Table for glycemic index and load

SYDNEY, AUSTRALIA. Researchers at the University of Melbourne have compiled an impressive listing of the glycemic index and glycemic load of more than 750 different types of food. The glycemic index (GI) is an indication of how quickly a carbohydrate food releases its glucose content into the bloodstream. It is determined by comparing blood glucose levels after ingesting the test food with blood glucose levels after ingesting a similar amount of pure glucose or white bread. In 1997 researchers at Harvard University introduced the concept of glycemic load.

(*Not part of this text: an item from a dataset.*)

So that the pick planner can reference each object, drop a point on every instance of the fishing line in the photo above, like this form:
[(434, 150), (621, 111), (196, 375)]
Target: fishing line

Glycemic load is the product of the amount of available carbohydrate in a standard serving of the food and the glycemic index of the food. Glycemic indices, on the white bread scale, vary from 147 for pure glucose (white bread = 100) to 10 for peanuts while glycemic loads (per standard serving) vary from 60 for some types of rice to 2 for yogurt. Several studies have shown that the chronic consumption of a diet with a high glycemic load is associated with an increased risk of developing cardiovascular disease, type 2 diabetes, and certain cancers.
Foster-Powell, Kaye, et al. International table of glycemic index and glycemic load values: 2002. American Journal of Clinical Nutrition, Vol. 76, July 2002, pp. 5-56

Editor's comment: This new table is a must for dieticians and anyone interested in achieving and maintaining optimum health. It needs to be used with caution though. Many foods with a low glycemic load are very high in fats.